Trouver un contre-exemple relève justement de ce terrain-là. Il ne s’agit pas d’inventer une théorie élégante, mais de dénicher l’aiguille dans une meule de foin combinatoire. Un exercice où la puissance de calcul et la persévérance mécanique donnent un avantage réel à la machine. Encore faut-il que le résultat soit vérifiable. Et c’est là que réside la vraie force de ce type d’annonce : un contre-exemple, une fois produit, peut être contrôlé par n’importe quel mathématicien, ligne par ligne. La vérité mathématique ne se négocie pas. Soit l’objet contredit la conjecture, soit il ne la contredit pas.
Il faut le dire : c’est aussi ce qui distingue ce genre de percée des promesses parfois grandiloquentes de l’industrie de l’IA. Ici, pas de zone grise. Si le contre-exemple tient, la communauté scientifique le validera. Si une erreur s’y cache, elle sera débusquée. À l’heure où l’on écrit ces lignes, la prudence reste de mise tant que le résultat n’a pas été passé au crible d’une revue à comité de lecture.

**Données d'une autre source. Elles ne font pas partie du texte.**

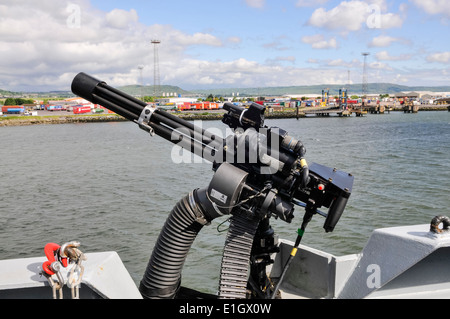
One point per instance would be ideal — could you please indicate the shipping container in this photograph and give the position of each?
(13, 109)
(81, 109)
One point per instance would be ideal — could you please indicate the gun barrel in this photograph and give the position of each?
(164, 124)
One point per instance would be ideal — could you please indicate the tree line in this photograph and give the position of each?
(18, 101)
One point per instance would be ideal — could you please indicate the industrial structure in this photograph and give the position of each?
(156, 79)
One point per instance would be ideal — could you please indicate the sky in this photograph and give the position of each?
(223, 44)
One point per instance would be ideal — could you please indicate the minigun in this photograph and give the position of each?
(259, 172)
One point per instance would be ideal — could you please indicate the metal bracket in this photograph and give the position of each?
(144, 119)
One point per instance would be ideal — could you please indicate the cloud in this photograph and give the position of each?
(383, 41)
(255, 3)
(437, 7)
(318, 41)
(44, 44)
(353, 15)
(385, 56)
(121, 19)
(441, 57)
(310, 3)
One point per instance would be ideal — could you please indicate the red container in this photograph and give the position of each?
(81, 109)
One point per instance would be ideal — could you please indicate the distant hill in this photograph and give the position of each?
(373, 88)
(7, 93)
(137, 90)
(353, 89)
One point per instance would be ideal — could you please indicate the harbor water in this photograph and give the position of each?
(111, 186)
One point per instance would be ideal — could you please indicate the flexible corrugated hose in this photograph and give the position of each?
(162, 277)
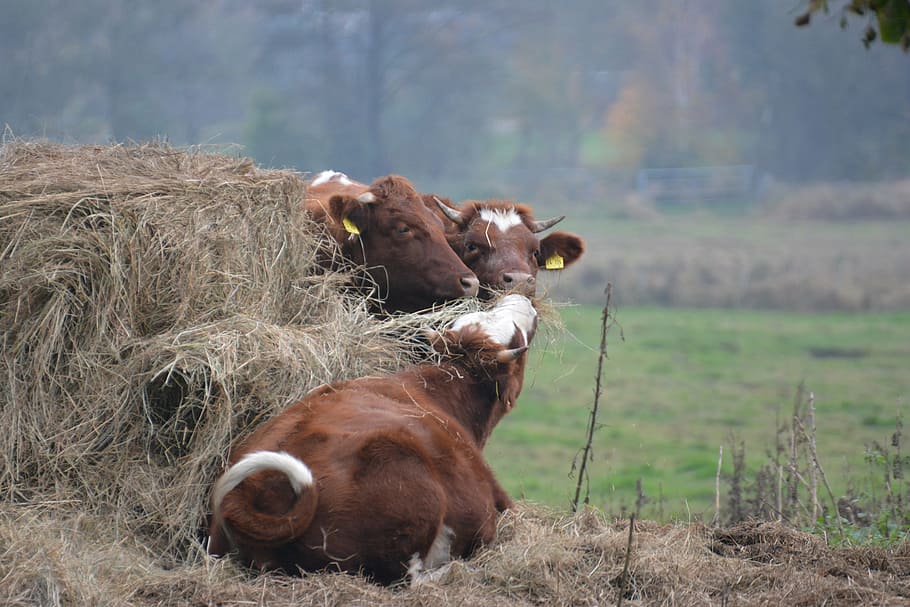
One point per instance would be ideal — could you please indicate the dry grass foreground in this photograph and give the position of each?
(155, 303)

Une course qui dépasse les maths
Cet épisode s’inscrit dans une compétition féroce. Anthropic, fondée par d’anciens d’OpenAI, joue sa crédibilité face à ChatGPT, à Gemini de Google et aux autres. Chaque démonstration de force — battre un record aux olympiades de mathématiques, résoudre un problème réputé insoluble — nourrit une bataille d’image aux enjeux colossaux. Rappelons que Google DeepMind avait déjà marqué les esprits en 2024 en atteignant un niveau de médaille d’argent aux Olympiades internationales de mathématiques avec ses systèmes AlphaProof et AlphaGeometry. La barre monte, vite.

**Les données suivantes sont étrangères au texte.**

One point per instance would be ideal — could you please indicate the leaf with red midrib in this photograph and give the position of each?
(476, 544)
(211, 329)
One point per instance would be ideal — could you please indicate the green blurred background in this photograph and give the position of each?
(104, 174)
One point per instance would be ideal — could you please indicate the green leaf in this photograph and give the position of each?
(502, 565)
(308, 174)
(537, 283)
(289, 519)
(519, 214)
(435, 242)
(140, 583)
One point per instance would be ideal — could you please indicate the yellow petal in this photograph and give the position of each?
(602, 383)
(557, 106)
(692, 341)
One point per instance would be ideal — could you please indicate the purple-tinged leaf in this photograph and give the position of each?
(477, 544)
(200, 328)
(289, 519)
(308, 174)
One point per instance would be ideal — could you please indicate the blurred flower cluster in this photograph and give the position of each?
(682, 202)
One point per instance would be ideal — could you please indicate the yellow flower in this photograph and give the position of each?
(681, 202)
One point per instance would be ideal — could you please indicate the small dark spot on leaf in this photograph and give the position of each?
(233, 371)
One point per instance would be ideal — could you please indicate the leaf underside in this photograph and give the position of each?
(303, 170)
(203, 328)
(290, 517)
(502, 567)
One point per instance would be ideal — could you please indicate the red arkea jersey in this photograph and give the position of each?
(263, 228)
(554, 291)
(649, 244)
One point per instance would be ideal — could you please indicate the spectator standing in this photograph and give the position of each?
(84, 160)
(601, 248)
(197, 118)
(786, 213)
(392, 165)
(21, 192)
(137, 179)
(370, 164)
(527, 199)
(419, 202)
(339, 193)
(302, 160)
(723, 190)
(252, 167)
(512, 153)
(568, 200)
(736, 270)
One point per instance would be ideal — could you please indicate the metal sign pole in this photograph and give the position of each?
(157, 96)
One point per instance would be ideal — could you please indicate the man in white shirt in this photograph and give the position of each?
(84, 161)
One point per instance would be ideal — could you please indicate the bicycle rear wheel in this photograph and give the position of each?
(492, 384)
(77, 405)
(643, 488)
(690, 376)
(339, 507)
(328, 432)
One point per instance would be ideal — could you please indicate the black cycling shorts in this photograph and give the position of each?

Pour l’investisseur ou le simple observateur, il y a là un signal à ne pas sous-estimer. Les capacités des modèles ne se mesurent plus seulement à leur aisance à rédiger un e-mail ou à coder un site. Elles s’attaquent désormais à des problèmes où l’humanité était bloquée depuis des décennies. Cela alimente directement les valorisations vertigineuses du secteur — Anthropic a levé des milliards, OpenAI se négocie sur des multiples que peu d’entreprises ont jamais connus. La question que tout le monde se pose en coulisses : ces prouesses justifient-elles les montagnes de capitaux englouties ?

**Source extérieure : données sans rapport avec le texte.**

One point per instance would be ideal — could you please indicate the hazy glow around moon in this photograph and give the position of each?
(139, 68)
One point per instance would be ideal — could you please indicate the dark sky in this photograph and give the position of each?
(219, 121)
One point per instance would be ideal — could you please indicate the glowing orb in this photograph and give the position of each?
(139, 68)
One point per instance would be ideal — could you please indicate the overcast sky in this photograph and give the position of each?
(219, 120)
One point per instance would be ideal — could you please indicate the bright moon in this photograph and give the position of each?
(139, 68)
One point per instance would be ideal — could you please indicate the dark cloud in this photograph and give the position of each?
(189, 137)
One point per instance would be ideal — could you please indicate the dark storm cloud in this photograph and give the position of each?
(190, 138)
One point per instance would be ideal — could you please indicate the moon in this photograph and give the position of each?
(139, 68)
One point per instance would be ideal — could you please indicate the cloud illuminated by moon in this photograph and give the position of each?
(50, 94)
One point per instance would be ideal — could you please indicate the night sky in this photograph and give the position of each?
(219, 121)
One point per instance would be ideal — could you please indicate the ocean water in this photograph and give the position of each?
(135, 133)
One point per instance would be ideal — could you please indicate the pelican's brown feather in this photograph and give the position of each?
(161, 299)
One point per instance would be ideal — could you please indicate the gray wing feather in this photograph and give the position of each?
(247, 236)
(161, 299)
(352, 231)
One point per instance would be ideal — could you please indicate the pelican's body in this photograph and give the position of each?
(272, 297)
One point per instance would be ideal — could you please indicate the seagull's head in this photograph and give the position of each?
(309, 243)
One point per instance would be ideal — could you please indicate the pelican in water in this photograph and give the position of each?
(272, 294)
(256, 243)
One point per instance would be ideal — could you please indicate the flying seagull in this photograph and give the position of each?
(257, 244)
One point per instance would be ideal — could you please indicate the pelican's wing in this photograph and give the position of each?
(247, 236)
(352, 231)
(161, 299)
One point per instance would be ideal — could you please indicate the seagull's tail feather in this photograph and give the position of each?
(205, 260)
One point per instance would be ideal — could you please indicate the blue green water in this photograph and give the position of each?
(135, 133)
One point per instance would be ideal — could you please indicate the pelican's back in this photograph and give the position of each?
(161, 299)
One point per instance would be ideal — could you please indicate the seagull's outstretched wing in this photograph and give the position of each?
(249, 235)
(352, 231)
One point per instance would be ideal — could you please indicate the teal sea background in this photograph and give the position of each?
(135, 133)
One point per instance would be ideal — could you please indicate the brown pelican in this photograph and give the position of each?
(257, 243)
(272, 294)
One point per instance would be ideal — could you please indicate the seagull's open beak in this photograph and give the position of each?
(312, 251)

Enthousiasme mesuré, vigilance requise
À notre avis, il faut se garder des deux excès. Le premier serait de balayer l’événement d’un revers de main, comme un simple coup de communication. Résoudre un problème vieux de près de quatre-vingt-dix ans, si c’est vérifié, restera une date. Le second serait de conclure que l’IA a « dépassé » les mathématiciens. Elle ne fait, pour l’instant, qu’amplifier leur travail : c’est un humain qui a posé le problème, un humain qui orientera la vérification, un humain qui saura quoi faire de la réponse.
Pour les lecteurs qui suivent le secteur de près, en France comme au Maghreb où les cursus d’excellence en mathématiques ne manquent pas de talents, le message est double. D’un côté, une opportunité : ces outils démultiplient la puissance de recherche à un coût dérisoire. De l’autre, une lucidité nécessaire face au battage médiatique. Une annonce spectaculaire n’est pas une preuve. En science comme en finance, ce sont les vérifications indépendantes qui font foi — jamais les communiqués.
Reste une certitude, celle-là bien réelle : le rythme s’accélère. Il y a cinq ans, personne n’aurait parié qu’une machine s’attaquerait sérieusement à ce genre de forteresse. Aujourd’hui, la question n’est plus de savoir si, mais quand la prochaine conjecture tombera.